14. I consider this appeal is academic.  For the reasons I gave, and were approved in the Court of Appeal in Edem v Egg Plc & Ms J Croft UKEATPA/0304/07/ and 1600/06 there is no utility in an interim appeal where the matter has already been resolved.  It is an abuse of the process of the EAT to seek as a remedy on appeal something which has already happened.  The Claimant has achieved the setting aside of the Judge’s decision to go ahead with the PHR on 19 November 2009; the Judge himself did that.  Abuse of process sounds much worse than it is but it is in the rule and I hold that it is an abuse of the process of the EAT to continue to pursue this appeal in the light of the facts.  Further, there will also be an impediment to the just handling of proceedings both in the ET and the EAT, for this matter can now be dealt with at the ET.  I would hold that there is no prospect of success.

15. I have taken the time to express this opinion because the substance of the Claimant’s case is a grievance with the Reading Tribunal - she has lost confidence in it.  The remedy she seeks in the Notice of Appeal is simply outside the powers of the EAT.  She cannot achieve the conceptual remedy she seeks. As a matter of substance the Claimant wants somebody to set aside the Judgment of the Reading Tribunal.  That was the issue for Elias P on the sift and of Judge Clark on the application in 2009 and is before the Court of Appeal next week.  I have no control over that.

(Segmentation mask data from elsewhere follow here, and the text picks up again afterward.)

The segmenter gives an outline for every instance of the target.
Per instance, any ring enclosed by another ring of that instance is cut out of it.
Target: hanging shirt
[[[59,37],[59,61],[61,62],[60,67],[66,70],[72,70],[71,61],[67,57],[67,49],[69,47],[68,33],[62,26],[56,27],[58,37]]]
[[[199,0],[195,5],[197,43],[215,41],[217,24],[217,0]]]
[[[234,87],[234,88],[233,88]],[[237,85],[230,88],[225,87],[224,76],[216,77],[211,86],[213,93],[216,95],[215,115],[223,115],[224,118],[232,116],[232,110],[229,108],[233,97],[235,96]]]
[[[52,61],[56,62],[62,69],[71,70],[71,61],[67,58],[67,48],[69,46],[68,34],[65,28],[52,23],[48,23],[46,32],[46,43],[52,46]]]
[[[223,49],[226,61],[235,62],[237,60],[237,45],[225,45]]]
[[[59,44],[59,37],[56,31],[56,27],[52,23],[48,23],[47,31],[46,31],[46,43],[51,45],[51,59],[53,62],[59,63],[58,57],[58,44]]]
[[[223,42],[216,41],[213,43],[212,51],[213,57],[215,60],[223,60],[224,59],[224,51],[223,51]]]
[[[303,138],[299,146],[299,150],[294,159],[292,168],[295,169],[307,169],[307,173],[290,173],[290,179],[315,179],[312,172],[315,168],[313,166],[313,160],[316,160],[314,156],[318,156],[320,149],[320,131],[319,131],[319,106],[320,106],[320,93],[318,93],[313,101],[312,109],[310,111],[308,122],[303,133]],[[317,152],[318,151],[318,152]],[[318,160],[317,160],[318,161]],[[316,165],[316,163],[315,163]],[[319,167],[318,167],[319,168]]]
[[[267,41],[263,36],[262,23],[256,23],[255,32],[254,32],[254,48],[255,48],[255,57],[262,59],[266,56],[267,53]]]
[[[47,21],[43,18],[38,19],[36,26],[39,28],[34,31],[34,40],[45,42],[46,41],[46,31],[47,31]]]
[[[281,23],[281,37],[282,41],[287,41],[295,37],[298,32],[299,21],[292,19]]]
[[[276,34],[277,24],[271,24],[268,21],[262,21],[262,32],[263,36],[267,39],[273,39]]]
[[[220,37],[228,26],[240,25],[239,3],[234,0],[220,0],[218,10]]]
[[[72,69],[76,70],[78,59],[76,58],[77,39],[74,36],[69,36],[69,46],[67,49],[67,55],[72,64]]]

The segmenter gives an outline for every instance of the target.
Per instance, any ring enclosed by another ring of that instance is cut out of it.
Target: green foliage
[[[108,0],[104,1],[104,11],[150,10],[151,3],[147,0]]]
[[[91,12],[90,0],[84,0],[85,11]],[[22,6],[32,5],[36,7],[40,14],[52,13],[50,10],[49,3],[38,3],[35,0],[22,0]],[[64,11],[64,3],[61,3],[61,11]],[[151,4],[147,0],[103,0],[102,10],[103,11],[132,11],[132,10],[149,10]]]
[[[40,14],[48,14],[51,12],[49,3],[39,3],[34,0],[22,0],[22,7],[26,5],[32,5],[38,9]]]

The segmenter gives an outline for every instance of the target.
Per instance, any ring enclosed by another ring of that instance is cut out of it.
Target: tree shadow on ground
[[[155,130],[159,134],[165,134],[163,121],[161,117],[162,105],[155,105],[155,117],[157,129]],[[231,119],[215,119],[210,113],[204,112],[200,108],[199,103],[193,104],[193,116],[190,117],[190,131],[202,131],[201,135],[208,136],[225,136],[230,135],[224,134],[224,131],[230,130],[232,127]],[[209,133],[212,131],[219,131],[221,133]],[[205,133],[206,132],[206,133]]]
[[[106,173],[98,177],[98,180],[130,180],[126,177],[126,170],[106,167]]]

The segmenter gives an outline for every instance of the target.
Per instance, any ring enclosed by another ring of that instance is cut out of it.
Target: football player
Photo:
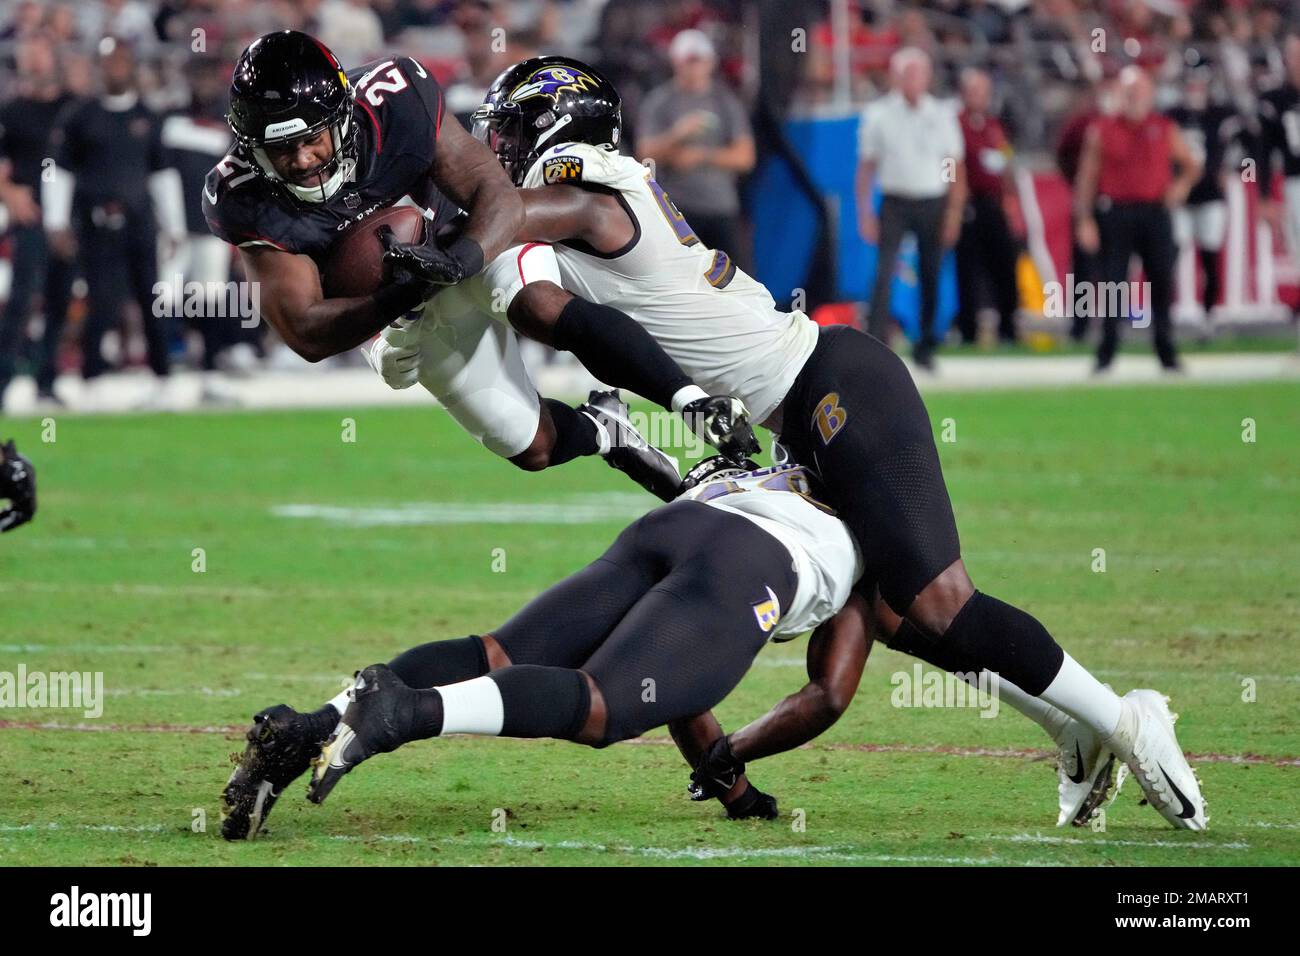
[[[766,641],[817,627],[848,599],[861,559],[808,469],[714,456],[682,490],[491,632],[368,667],[318,711],[258,714],[223,794],[222,833],[255,835],[317,754],[309,795],[320,802],[363,760],[424,737],[603,747],[688,718],[721,701]],[[732,801],[736,816],[774,811],[757,791]]]
[[[345,72],[304,33],[267,34],[235,65],[228,119],[237,145],[208,174],[204,215],[215,235],[238,247],[262,314],[291,348],[319,361],[424,310],[429,328],[441,330],[430,338],[441,344],[431,344],[427,382],[484,445],[526,470],[599,453],[671,496],[680,481],[675,463],[636,433],[616,393],[593,395],[578,409],[543,402],[513,332],[493,320],[497,303],[482,293],[525,275],[547,285],[550,253],[508,249],[523,222],[519,196],[491,151],[445,116],[442,90],[419,63],[391,57]],[[426,241],[393,242],[390,233],[390,281],[373,295],[326,298],[320,264],[334,240],[401,201],[426,210]],[[446,241],[435,241],[440,234]],[[475,278],[485,266],[490,285]],[[627,316],[563,295],[549,344],[574,351],[610,384],[683,412],[727,453],[754,448],[738,403],[706,395]],[[509,299],[499,303],[507,316]]]
[[[816,474],[801,465],[706,459],[687,474],[680,500],[634,522],[500,627],[367,667],[317,711],[281,704],[258,714],[223,795],[222,833],[255,835],[313,763],[308,797],[319,803],[365,760],[428,737],[603,747],[680,728],[739,683],[764,643],[809,629],[810,673],[860,673],[870,650],[856,639],[868,609],[851,594],[861,553],[821,497]],[[1129,696],[1139,695],[1158,697]],[[696,772],[697,793],[721,797],[733,818],[774,818],[775,800],[745,779],[727,738],[718,740]],[[1143,759],[1172,766],[1175,758],[1152,751]]]
[[[0,534],[32,520],[36,514],[36,469],[18,453],[13,439],[0,445]]]
[[[1051,728],[1062,786],[1078,781],[1077,805],[1062,792],[1063,816],[1074,818],[1118,756],[1167,820],[1202,829],[1204,803],[1164,699],[1120,698],[1036,618],[975,589],[929,414],[902,360],[855,329],[819,331],[801,312],[779,312],[724,250],[699,241],[652,170],[619,155],[620,128],[617,91],[577,60],[537,57],[497,78],[474,133],[523,187],[516,241],[553,243],[565,289],[631,314],[816,471],[862,549],[858,587],[886,643],[945,670],[996,673],[1003,698]],[[525,286],[525,324],[554,321],[548,298]]]

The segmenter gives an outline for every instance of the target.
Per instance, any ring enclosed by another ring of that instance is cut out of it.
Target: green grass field
[[[218,794],[251,713],[490,629],[650,501],[593,461],[517,472],[432,407],[67,416],[53,443],[0,421],[41,481],[37,520],[0,539],[0,671],[102,671],[106,700],[98,719],[0,711],[0,865],[1300,862],[1300,388],[929,403],[936,433],[955,422],[940,450],[977,585],[1117,690],[1172,696],[1208,832],[1167,828],[1131,781],[1104,831],[1055,829],[1041,731],[1008,708],[891,706],[913,662],[877,648],[830,732],[752,765],[774,823],[690,803],[662,735],[459,738],[375,760],[323,807],[304,781],[264,839],[226,844]],[[765,650],[724,723],[799,687],[804,646]]]

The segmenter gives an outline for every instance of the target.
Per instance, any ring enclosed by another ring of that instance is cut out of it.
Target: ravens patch
[[[542,163],[544,183],[576,182],[582,178],[582,159],[578,156],[552,156]]]

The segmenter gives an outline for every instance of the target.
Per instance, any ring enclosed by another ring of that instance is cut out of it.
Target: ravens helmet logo
[[[528,79],[516,86],[508,99],[518,103],[535,96],[549,96],[555,103],[561,93],[582,93],[595,87],[596,81],[581,70],[568,66],[544,66],[534,70]]]

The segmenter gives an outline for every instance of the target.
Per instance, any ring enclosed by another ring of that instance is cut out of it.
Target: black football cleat
[[[358,671],[348,691],[352,703],[312,761],[307,799],[324,803],[344,774],[358,764],[416,739],[415,693],[385,664]]]
[[[724,458],[743,464],[763,450],[749,423],[745,403],[730,395],[710,395],[687,403],[682,409],[686,424]]]
[[[311,769],[328,736],[311,715],[285,704],[254,714],[248,746],[221,791],[221,835],[256,837],[284,788]]]
[[[578,411],[608,436],[609,449],[601,454],[611,468],[617,468],[657,498],[672,501],[677,497],[682,486],[677,459],[650,444],[636,430],[617,390],[592,392]]]

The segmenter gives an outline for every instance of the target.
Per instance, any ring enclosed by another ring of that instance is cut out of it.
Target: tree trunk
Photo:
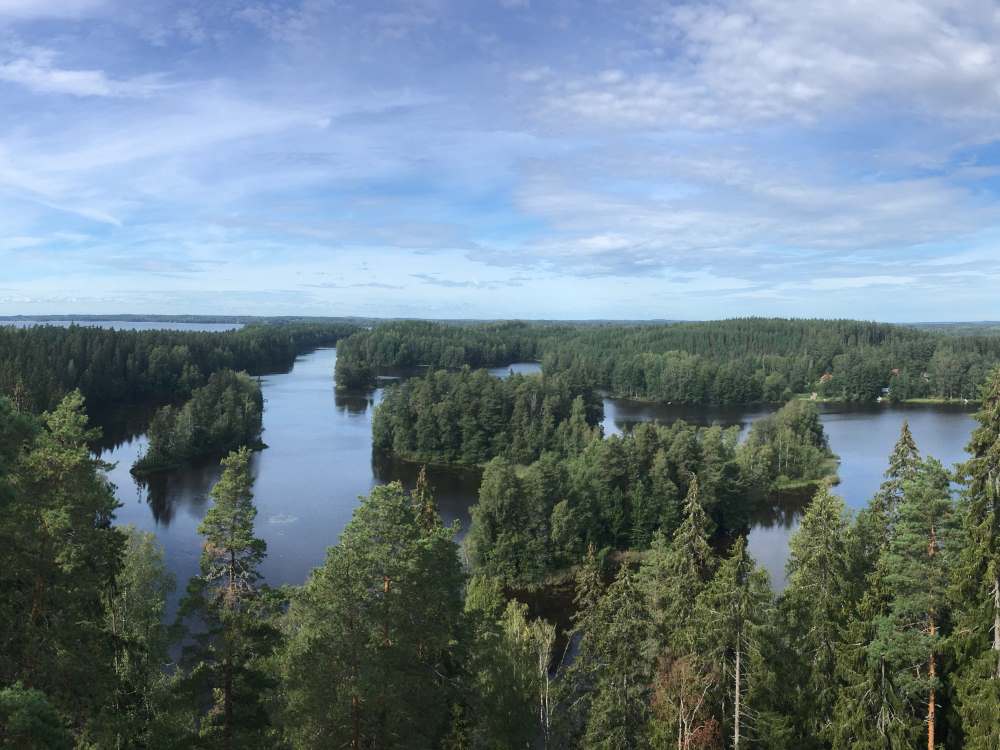
[[[681,686],[681,695],[677,699],[677,750],[684,750],[684,693]]]
[[[937,627],[934,624],[934,618],[931,618],[931,639],[937,634]],[[934,750],[934,715],[937,711],[937,706],[935,705],[937,696],[934,690],[934,679],[937,677],[937,663],[934,659],[934,652],[931,652],[930,664],[927,669],[927,674],[931,678],[931,694],[927,699],[927,750]]]
[[[226,646],[227,650],[230,648]],[[223,707],[225,712],[225,726],[223,727],[223,737],[228,750],[233,750],[233,662],[229,655],[226,655],[226,663],[223,665],[225,679],[223,683]]]
[[[733,701],[733,750],[740,750],[740,647],[736,646],[736,697]]]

16. It is misconceived for the Claimant to consider that the current appeal is going to achieve any practical result for her. I have read Dr Evans’ fuller case, including the arguments which she raises under the European Convention on Human Rights. She says she is a victim of violations of her convention rights, including servitude, dignity, freedom of association and so on.  She draws my attention to eight violations contrary to articles 3, 4, 5, 6, 8, 9, 10 and 11.  She may be assured that I have taken fully into account every opportunity there may be for her to challenge in this particular appeal her treatment under each of the foregoing heads, but there is no substance in any of them.

17. When I pointed out to Dr Evans the next stage in these proceedings she asked me for permission to appeal against my ruling under rule 21.  There is no prospect of the Court of Appeal deciding differently for, again I invoke Longmore LJ, “Unsuccessful appeals to the Court of Appeal are even fewer.”  There is no compelling reason for this matter to go any further and I hope that it will be of assistance to the parties and to the Court of Appeal for me to have given my view were I dealing with this under rule 3(10), because the Claimant would still have to get over that hurdle too.

18. After disposing of this matter Dr Evans drew to my attention three further documents.  One is confirmation of the medication she was on and I have noted that she was taking Fluoxetine Hydrochloride last issued on 11 November 2009.  She has also shown me an appointment with her GP for 20 April 2010 and a reference in relation to a job currently being advertised, but these are, as she put it, off-issue.  The medication label gives no indication as to how it impeded her ability to make an application under rule 3(10) in the period of 28 days from 17 November 2009.